My only disappointment is that there is no bold variant so printing highlighted code does not work (I am finishing up a programming manuscript and I need to be able to highlight Java code on the static page). Heck, I\'d be willing to pay money for the bold versions.
-bcl
my favourite is consolas... cleartype, and done really nicely. there is no possiblity of getting letters confused.
will try this tho, it looks really nice.
I usually use Courier New, but I will be switching to Linux, Ubuntu 9.04 distribution next month (I\'ve tried several times but it had little annoyances - from what I see these have been fixed now), so I\'ll give this a try first, it does look nice.

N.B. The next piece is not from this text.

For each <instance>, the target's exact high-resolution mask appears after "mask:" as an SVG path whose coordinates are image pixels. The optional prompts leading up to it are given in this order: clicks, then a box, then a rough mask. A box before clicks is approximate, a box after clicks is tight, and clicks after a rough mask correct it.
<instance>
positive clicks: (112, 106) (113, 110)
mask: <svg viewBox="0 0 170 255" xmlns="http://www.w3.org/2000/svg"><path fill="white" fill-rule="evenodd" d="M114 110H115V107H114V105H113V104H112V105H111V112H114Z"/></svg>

Thanks for sharing everyone!
@ sweetl80: If I remember correctly Inconsolata was actually based on Consolas, but I\'m not entirely sure : )
@ Alex Weber: Thanks. Using Jaunty myself. Did you get any errors?

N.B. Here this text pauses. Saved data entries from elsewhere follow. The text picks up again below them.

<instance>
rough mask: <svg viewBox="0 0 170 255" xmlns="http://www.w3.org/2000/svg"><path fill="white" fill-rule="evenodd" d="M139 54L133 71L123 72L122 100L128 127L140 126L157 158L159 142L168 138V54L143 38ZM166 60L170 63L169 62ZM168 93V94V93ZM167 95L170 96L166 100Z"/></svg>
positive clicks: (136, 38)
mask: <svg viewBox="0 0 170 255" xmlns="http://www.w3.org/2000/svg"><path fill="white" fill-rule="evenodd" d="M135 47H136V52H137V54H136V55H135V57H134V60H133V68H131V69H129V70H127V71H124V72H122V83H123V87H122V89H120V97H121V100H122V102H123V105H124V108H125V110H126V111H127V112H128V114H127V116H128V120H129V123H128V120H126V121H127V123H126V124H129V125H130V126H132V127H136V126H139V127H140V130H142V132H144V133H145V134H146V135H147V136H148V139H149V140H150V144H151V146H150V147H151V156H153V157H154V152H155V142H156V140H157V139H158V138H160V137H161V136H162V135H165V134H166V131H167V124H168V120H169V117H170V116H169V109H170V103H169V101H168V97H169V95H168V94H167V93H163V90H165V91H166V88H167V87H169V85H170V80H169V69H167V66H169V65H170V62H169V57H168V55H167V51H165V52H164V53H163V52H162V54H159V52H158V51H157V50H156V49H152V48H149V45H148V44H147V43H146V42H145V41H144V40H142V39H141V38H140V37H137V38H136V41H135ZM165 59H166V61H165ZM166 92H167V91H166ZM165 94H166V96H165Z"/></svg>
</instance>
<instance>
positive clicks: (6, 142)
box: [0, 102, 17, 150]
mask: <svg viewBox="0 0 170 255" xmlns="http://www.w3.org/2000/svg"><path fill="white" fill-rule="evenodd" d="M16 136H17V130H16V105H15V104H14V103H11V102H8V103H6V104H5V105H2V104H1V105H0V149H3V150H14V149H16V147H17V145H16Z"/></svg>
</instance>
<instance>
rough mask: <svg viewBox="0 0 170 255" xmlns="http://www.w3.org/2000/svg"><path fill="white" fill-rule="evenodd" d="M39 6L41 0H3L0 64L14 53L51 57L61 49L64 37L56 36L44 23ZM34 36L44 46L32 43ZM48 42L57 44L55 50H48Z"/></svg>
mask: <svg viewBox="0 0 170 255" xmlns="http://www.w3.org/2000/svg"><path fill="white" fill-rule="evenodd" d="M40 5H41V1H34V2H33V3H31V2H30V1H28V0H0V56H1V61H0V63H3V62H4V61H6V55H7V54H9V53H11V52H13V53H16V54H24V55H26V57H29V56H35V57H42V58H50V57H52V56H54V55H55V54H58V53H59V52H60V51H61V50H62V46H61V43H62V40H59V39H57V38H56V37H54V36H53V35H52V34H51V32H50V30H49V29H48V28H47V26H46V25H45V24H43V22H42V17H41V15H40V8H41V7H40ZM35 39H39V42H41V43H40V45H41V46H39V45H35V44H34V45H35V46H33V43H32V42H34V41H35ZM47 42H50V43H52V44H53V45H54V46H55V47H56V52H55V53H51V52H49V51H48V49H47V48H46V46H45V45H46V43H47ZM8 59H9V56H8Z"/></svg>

Sometimes sudo asking for a password prevents further execution. Maybe you could try again and let me know?
@ Alex Weber: Damn we are fast : )
Doesn\'t really make sense to me why you should have to sudo for a wget though.

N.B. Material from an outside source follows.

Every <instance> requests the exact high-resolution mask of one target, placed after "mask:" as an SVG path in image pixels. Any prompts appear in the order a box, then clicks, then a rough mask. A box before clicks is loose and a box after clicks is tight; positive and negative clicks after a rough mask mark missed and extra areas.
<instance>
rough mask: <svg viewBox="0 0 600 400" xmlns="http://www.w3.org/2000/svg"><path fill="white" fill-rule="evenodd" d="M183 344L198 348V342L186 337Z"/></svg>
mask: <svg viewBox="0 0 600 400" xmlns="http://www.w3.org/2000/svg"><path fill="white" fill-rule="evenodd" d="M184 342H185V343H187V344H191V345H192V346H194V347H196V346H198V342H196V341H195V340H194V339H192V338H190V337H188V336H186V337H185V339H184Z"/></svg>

My fav coding font is Impact.
Just kidding.
Mine would probably be Monaco.
@ Alex Weber: Seems to me that you may have created that directory as root once, and now you only have read rights.
Also seems to me that you should own everything inside your homedir so I think you could:
[CODE=\"Javascript\"]
sudo chown -R alex.alex ~alex/.fonts
[/CODE]
And be done with it ; )
Thanks a lot for the ttf version. I was looking for a ttf version of Inconsolata coz i wanted a good monospace font for printing my output.
thanks for sharing this. on komodo IDE it looks easy on the eyes.
cheers!
Thanx a lot
I have question for pietra.
Actually i did a small thing
XP: Control Panel > Display > Appearance > Effects: \"Use the following method to smooth
edges of screen fonts\" Set to clear type
Though all the fonts look good but fonts in komodo edit are just not good on eyes. Could you please help?
Thanks for the TTF conversion!
Thanks for posting this, the more people that post these great fonts, the easier it is for people like me to find \'em :D
Thanks for the short, simple, and highly informative post, my eyeballs thank you mightily :)
Inconsolate could be a nice font, but it has some hinting issues: At 11 pt it is almost too small to read on large monitors, using 12 pt the upper line of the equals sign (=) is unclear, same when using 13 pt and at 14 pt both lines are finally very blurry. Even at 18 the upper one is unclear. They are both crisp only at 19 pt, a little bit too big for my taste :-P Further opening squared brace is always a bit less sharp than closing squared brace. It\'s the opposite around for curly ones.
For me Dina font is the best.
http://www.donationcoder.co...
Thanks for your wonderful feedback everyone!
When I was creating The Easy API - http://theeasyapi.com I had to find a font that I could live with for a while. Since it mattered as the application is huge and does a lot for developers like ourselves. I ended up going with Liberation Mono ... it's really a personal preference though. Some people can't stand that font, and some love it to death. I liked Incon but only when I'm in a pinch and Liberation wouldn't work for some reason. I like that you offered the Ubuntu commands to get it installed!
I may be doing a bit of bragging here, but check out this rendering of Inconsolata:
http://www.infinality.net/i...
It's with a slightly modified Freetype using autohint. I'm pretty happy with the results!
May peace be upon you!
Thank you for your share with us. And I found it very nice to coding with PHP in gPHPEdit.
I love it.
Hi, I'm using Ubuntu 10.04, which has ttf-inconsolata in repo, but when I install via apt-get, Netbeans 7.0 doesn't see it. When I install it with your term script, Netbeans see it, but doesn't look very nice. Where is the catch? I'm using customized .font.config from https://wiki.ubuntu.com/Fon....
Screenshot:
http://img26.imageshack.us/...
Many thanks! It's real work and I'm happy!